Update was a labour of love from Aral who worked hard to put together an eclectic, slick event. It was mostly aimed at iOS developers but there was a lot of other stuff in there too, including a range of musical performances. Some speakers, like Matt Gemmell and Sarah, talked specifically about iOS design and development while others, like Cennydd, spoke of broader issues.
In my opinion the most important talk of the day was delivered by Anna who laid bare the state of Britain’s education system—and by extension, Britain’s future. She relentlessly hammered home her points, leaving me feeling shocked and angered at the paedophobic culture of our schools. But there was also hope: as long as there are young people of Anna’s calibre, the network—as wielded by digital natives—will interpret technological clampdowns as damage and route around them (see also Ben Hammersley’s amazing speech to the IACC).
I also spoke at Update. I went in to the lion’s den to encourage the assembled creative minds to forego the walled garden of Apple’s app store in favour of the open web. The prelude to delivering the talk was somewhat nerve-wracking…
The night before the conference, Aral arranged a lavish banquet at the Royal Pavilion. It was amazing. I’m ashamed to say that after a decade of living in Brighton it was my first time inside the building. But I wasn’t able to relax fully, knowing that I had this 18 minute potentially contentious talk to deliver the next morning.
When I got home, I decided I should do a run-through. I always feel like an idiot if I practice a talk by speaking to the wall but in this case I wanted to make sure that I crammed in all the points I wanted to make. I started up Keynote, opened my mouth and …bleaurgh! That’s a pretty good approximation of how legible I sounded. I realised that, although I knew in my mind what I wanted to say, when it came time to say it out loud, I just couldn’t articulate it. I tried for about an hour, with little success. I began to panic, envisioning my appearance at Update consisting of me repeating “Um, know what I mean? Right?”
The day of the event arrived. I was the second speaker. Aral introduced me. I walked on stage and opened my mouth…
And I didn’t screw it up. I made my case without any uhm-ing and ah-ing. I actually had a lot of fun.
I thoroughly enjoyed addressing a roomful of Mac-heads by quoting Steve Jobs. “You don’t need permission to be awesome” he once said. That’s true on the web, not so much on the app store.
Naturally, there were some people who took umbrage with the message I was sending. The most common rebuttal was that I was being unrealistic, not considering the constraints of day-to-day work and budgets. To them, I would quote Steve Jobs once more:
Here’s to the crazy ones. The misfits. The rebels. The troublemakers. The round pegs in the square holes. The ones who see things differently. They’re not fond of rules. And they have no respect for the status quo.

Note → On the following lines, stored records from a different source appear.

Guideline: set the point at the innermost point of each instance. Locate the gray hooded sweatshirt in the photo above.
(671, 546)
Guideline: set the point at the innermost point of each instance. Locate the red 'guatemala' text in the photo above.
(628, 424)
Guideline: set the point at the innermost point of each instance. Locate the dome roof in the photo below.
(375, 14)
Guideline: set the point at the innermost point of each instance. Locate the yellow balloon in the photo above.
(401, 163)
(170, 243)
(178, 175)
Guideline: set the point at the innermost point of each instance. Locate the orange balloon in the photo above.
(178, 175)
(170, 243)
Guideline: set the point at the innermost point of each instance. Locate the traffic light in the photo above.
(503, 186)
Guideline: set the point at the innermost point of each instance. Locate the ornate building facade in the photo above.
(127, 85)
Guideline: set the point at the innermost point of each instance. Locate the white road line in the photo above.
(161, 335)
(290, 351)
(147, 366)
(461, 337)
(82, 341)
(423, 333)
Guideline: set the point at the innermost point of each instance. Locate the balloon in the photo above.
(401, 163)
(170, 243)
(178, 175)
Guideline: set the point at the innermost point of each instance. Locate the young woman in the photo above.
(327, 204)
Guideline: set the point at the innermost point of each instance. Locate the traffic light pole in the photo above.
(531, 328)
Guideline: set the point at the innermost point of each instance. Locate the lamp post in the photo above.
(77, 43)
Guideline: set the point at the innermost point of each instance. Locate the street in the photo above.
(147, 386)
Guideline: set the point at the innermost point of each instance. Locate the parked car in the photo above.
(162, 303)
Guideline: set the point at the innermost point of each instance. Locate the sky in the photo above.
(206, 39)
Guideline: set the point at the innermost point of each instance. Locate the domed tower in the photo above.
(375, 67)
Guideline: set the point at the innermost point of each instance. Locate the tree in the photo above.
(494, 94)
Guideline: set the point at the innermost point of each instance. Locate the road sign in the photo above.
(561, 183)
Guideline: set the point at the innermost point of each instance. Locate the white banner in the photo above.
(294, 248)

In fact I finished up my talk with a slide of one of the Think Different posters; the one with John Lennon. I ended with a quote from Working Class Hero that I thought was a fitting summation of my feelings when I see talented creative people pouring their energy into unlinkable walled gardens:
You think you’re so clever and classless and free but you’re still fucking peasants as far as I can see.
(had I been writing my talk on an iOS device, I would no doubt have finished by saying “you’re still ducking peasants as far as I can see”.)
My talk was soon followed by a panel discussion about iOS vs. Android vs. Windows Phone 7 vs. the web vs. whatever else people are currently throwing their time and energy into. In fairly short order it turned into me vs. everyone else.
Now here’s the thing when it comes to any discussion about mobile or the web or anything else of any complexity: an honest discussion would result in every single question being answered with “it depends”. A more entertaining discussion, on the other hand, would consist of deliberately polarised opinions. We went for the more entertaining discussion.
The truth is that the whole “web vs. native” thing doesn’t interest me that much. I’m as interested in native iOS development as I am in native Windows development or native CD-ROM development. On a timescale measured in years, they are all fleeting, transient things. The web abides.
Get me going on universally-accessible websites vs. websites optimised for a single device or browser …then I will genuinely have extremely strong opinions that I will defend to the death.
Still, the debate at Update was good fun. The whole event was good fun. Nice work, Aral.